1. The Hunger Games by Suzanne Collins

My first read of 2011 started the year off on the YA fantasy angle I wanted. Collins' book kept me enthralled through plane, Metro, and bus rides and I finished it in one epic day of travel. Her dystopian world is convincing in its own context and her protagonist Katniss manages to be a strong, likable heroine without compromising one jot of authenticity.I felt throughout that there was more to the world than seen in the book, and I imagine more of it will be divulged in the next two books of the trilogy.
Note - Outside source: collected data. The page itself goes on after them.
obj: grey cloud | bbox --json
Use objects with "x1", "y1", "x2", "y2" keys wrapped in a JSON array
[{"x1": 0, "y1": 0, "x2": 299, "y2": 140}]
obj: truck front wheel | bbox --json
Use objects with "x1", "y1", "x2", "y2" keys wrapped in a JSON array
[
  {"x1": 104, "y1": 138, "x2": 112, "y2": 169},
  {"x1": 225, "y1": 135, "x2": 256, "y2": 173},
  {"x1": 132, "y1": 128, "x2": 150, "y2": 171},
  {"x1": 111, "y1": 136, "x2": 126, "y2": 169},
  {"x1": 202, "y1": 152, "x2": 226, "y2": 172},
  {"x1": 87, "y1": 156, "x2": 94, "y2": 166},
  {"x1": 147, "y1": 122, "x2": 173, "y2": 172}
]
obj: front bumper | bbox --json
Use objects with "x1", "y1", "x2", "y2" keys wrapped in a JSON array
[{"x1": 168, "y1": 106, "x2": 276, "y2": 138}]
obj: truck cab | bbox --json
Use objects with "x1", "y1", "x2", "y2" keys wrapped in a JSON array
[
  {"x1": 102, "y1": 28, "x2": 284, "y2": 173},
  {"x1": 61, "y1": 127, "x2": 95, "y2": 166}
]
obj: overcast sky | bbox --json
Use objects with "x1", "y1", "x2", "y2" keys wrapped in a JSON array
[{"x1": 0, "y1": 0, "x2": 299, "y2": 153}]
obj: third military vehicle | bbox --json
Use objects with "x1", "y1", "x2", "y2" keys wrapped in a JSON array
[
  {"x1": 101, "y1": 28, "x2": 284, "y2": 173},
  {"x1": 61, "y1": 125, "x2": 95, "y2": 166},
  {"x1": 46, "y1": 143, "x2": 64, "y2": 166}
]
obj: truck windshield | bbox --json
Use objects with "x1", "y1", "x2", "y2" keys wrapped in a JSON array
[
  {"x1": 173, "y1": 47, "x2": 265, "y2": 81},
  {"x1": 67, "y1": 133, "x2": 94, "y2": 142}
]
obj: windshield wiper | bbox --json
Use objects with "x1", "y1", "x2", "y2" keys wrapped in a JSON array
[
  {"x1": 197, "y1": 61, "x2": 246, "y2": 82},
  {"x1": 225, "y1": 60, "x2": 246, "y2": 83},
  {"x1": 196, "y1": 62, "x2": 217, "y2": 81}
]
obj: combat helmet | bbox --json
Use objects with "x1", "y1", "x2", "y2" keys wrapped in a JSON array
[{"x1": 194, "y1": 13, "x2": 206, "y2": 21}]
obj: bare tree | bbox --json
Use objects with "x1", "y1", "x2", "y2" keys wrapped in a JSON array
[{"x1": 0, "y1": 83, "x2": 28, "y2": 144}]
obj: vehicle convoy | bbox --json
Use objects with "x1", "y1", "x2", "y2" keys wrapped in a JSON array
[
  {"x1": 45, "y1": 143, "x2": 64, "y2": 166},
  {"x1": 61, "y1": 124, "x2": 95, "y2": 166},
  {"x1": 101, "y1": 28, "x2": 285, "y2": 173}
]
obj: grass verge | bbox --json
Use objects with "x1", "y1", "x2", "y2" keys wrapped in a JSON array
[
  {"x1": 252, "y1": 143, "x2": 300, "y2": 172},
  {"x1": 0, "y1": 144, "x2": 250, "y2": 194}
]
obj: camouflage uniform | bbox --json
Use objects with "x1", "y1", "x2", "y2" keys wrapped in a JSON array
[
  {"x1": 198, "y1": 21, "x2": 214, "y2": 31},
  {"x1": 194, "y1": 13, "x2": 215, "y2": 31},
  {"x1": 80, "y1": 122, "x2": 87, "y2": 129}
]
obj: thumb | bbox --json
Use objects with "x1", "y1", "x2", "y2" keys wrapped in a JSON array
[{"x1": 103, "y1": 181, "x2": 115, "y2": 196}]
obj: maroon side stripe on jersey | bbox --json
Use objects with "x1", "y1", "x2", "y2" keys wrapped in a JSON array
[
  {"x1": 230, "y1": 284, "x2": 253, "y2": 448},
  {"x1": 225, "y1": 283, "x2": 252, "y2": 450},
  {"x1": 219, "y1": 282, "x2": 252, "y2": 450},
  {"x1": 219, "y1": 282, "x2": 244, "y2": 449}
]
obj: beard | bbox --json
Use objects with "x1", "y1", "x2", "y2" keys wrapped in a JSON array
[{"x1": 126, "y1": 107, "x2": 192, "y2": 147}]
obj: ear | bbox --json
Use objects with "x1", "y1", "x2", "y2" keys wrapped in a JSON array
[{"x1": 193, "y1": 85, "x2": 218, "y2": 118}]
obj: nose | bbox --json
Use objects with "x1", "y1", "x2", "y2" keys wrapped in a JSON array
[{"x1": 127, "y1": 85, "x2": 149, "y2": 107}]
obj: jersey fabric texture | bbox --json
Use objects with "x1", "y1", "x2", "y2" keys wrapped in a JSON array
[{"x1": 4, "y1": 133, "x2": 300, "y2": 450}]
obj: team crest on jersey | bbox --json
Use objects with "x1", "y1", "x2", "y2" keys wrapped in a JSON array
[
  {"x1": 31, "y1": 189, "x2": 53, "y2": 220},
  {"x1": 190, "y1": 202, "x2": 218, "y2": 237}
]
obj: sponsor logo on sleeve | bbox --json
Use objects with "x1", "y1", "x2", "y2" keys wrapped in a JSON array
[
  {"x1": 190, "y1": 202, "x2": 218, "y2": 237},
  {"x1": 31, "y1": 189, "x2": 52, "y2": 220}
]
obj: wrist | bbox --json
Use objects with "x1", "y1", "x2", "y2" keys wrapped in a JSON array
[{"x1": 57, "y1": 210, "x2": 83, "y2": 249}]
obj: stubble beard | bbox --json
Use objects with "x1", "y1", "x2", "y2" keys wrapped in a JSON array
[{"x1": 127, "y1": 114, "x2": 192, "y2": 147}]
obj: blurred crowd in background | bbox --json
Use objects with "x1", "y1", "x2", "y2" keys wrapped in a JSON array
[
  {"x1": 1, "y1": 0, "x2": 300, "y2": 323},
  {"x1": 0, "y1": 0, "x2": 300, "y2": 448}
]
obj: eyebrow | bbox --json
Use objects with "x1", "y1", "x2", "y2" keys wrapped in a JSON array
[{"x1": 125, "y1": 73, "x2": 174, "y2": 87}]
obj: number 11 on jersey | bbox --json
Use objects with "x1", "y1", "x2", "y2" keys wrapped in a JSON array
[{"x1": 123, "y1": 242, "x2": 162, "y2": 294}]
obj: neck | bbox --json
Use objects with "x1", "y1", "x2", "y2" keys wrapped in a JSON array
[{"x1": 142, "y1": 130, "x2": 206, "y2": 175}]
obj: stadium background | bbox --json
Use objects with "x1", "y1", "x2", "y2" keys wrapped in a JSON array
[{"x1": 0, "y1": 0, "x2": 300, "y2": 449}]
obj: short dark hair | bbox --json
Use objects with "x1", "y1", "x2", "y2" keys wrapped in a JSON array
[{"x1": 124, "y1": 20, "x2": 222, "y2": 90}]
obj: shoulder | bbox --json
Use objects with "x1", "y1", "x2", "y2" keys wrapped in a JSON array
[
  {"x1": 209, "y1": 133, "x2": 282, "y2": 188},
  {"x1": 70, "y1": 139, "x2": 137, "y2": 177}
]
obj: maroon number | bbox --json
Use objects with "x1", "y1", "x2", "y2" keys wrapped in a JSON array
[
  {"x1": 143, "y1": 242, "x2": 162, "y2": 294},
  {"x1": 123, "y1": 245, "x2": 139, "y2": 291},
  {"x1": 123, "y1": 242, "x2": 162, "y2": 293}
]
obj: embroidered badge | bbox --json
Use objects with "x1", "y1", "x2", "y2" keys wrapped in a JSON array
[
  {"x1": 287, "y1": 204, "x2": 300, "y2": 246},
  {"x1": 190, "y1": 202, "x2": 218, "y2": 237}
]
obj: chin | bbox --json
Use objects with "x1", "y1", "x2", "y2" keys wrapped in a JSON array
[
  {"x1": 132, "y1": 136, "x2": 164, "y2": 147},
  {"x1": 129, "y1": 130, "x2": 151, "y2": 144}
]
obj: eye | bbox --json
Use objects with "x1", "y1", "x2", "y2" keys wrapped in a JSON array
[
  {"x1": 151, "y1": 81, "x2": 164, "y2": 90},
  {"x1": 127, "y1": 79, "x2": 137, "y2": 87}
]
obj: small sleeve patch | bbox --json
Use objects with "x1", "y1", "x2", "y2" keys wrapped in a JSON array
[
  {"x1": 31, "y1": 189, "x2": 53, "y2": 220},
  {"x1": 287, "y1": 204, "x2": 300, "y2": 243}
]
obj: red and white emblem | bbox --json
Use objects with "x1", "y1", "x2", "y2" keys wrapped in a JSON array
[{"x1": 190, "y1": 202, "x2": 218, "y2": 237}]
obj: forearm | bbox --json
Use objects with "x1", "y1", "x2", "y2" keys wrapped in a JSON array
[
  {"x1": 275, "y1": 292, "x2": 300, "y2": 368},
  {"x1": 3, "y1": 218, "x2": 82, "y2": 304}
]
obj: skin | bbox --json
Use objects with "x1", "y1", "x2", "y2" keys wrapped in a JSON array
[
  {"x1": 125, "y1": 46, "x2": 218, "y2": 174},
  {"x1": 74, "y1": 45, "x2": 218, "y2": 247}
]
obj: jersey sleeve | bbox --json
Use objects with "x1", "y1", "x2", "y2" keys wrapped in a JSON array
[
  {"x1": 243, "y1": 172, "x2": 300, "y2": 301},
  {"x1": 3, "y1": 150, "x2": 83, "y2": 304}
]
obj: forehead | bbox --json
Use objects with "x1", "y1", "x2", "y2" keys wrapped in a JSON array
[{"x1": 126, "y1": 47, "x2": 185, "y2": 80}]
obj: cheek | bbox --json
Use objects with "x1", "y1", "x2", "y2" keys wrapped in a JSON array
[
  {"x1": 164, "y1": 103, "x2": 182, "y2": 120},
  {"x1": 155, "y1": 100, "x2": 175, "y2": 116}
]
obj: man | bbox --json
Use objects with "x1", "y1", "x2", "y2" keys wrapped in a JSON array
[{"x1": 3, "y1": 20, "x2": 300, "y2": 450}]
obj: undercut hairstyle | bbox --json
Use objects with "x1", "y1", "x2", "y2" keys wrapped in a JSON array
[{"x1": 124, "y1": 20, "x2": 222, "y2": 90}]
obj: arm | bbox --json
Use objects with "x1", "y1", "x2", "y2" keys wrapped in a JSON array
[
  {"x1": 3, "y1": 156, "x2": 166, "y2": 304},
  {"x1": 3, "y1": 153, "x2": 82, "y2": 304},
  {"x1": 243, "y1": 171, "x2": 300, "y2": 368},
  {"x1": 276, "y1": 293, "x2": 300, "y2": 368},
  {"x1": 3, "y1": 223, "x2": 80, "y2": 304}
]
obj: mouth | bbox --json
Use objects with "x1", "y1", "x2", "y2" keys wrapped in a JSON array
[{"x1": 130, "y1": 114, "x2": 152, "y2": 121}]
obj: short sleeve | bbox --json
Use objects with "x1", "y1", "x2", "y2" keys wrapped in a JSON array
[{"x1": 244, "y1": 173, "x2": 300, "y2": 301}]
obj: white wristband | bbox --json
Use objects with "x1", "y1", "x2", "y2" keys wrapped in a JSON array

Collins takes a very old idea, of pitting children against each other in a battle to the death, and infuses it with cultural and historical significance and a deep message about government control. The plot has its twists and turns, but the protagonist's reactions remain the most interesting thing about the book. Of course, this is also what the in-text audience is interested in, which sets up a creepy parallel between the reader and the sadistic (or coerced) watchers of the Hunger Games. We watch Katniss struggle to survive both physically and mentally and Collins creates a cast of worthy allies and opponents, all of whose motives must be suspect. The dangers Katniss faces seem real, as do the consequences, and, as in all good series, at the end of the book we're still questioning everyone's motives and what little nugget will blossom into the plot of the next book. We leave Katniss in a complex relationship and to the disturbing fate of having to coach "tribute" for the next year's Hunger Games. I have several guesses as to what will transpire next, but I'll keep that to myself.

Overall, compelling, original and containing a grittiness worthy of Orson Scott Card and a world worthy of J.K. Rowling. I strongly recommend this to readers of all ages and will be seeking out the rest of the trilogy.